Evaluate model performance

Use tfjs Model.evaluate to get the loss and accuracy on the test dataset.

// @ts-expect-error expected Tensor<Rank> type
const evalResult = classifier.evaluate(xVal, yVal, {
  batchSize: 32,
});

console.log("Evaluation complete.");
const loss = evalResult[0].dataSync()[0];
const acc = evalResult[1].dataSync()[0];
console.log(`Test Loss: ${loss.toFixed(4)}`);
console.log(`Test Accuracy: ${acc.toFixed(4)}`);

Evaluation complete.
Test Loss: 0.5208
Test Accuracy: 0.8900

One way to evaluate your model performance is to visualize the classifier performance. Use plotHistory to see the loss and accuracy trends over the epochs.
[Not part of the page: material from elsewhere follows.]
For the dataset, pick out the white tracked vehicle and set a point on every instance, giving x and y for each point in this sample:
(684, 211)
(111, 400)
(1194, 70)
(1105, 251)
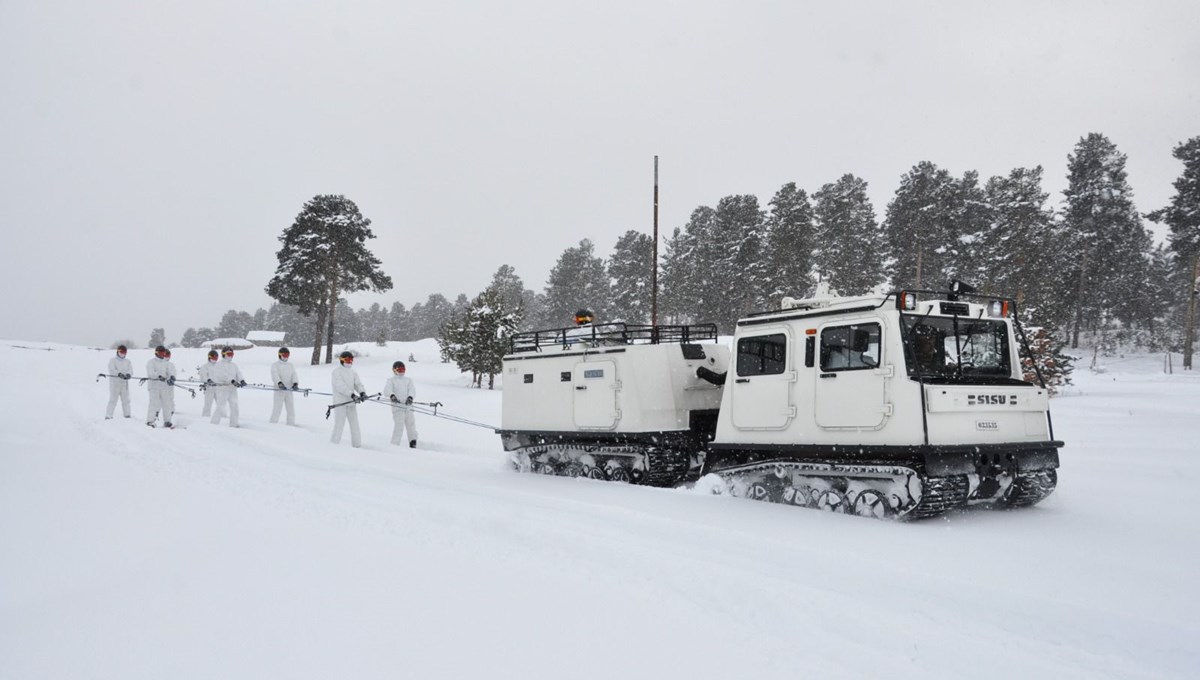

import { History } from "@tensorflow/tfjs-node";

function plotHistory(history: History) {
  const epochs = history.epoch;

  const lossTrace = {
    x: epochs,
    y: history.history.loss,
    type: "scatter",
    mode: "lines+markers",
    name: "Train Loss",
    xaxis: "x1",
    yaxis: "y1",
    line: { color: "#1f77b4" },
  };

  const valLossTrace = {
    x: epochs,
    y: history.history.val_loss,
    type: "scatter",
    mode: "lines+markers",
    name: "Validation Loss",
    xaxis: "x1",
    yaxis: "y1",
    line: { color: "#ff7f0e" },
  };

  const accTrace = {
    x: epochs,
    // eslint-disable-next-line @typescript-eslint/no-unnecessary-condition
    y: history.history.acc ?? history.history.accuracy,
    type: "scatter",
    mode: "lines+markers",
    name: "Train Accuracy",
    xaxis: "x2",
    yaxis: "y2",
    line: { color: "#2ca02c" },
  };

  const valAccTrace = {
    x: epochs,
    // eslint-disable-next-line @typescript-eslint/no-unnecessary-condition
    y: history.history.val_acc ?? history.history.val_accuracy,
    type: "scatter",
    mode: "lines+markers",
    name: "Validation Accuracy",
    xaxis: "x2",
    yaxis: "y2",
    line: { color: "#d62728" },
  };

  const html = `
  <div style="width: 100%; height: 600px;">
    <div id="loss-acc-plot" style="width: 100%; height: 100%;"></div>
    <script src="https://cdn.jsdelivr.net/npm/plotly.js-dist@latest/plotly.min.js"></script>
    <script>
      const data = ${JSON.stringify([lossTrace, valLossTrace, accTrace, valAccTrace])};

      const layout = {
        grid: { rows: 1, columns: 2, pattern: "independent" },
        height: 600,
        width: 1200,
        margin: { t: 60, l: 60, r: 40, b: 60 },
        annotations: [
          {
            text: "Loss", x: 0.225, y: 1.12, showarrow: false,
            font: { size: 18 }, xref: "paper", yref: "paper"
          },
          {
            text: "Accuracy", x: 0.775, y: 1.12, showarrow: false,
            font: { size: 18 }, xref: "paper", yref: "paper"
          }
        ],
        xaxis: { title: "Epoch", domain: [0, 0.45] },
        yaxis: { title: "Loss" },
        xaxis2: { title: "Epoch", domain: [0.55, 1] },
        yaxis2: { title: "Accuracy" },
        legend: {
          orientation: "h",
          y: -0.2,
          x: 0.5,
          xanchor: "center",
          font: { size: 12 }
        }
      };

      Plotly.newPlot("loss-acc-plot", data, layout, { responsive: true });
    </script>
  </div>
  `;

  tslab.display.html(html);
}

plotHistory(history);

Another way to view model performance, beyond just measuring loss and accuracy is to use a confusion matrix. The confusion matrix allows you to assess the performance of the classification model beyond accuracy. You can see what misclassified points get classified as. In order to build the confusion matrix for this multi-class classification problem, get the actual values in the test set and the predicted values.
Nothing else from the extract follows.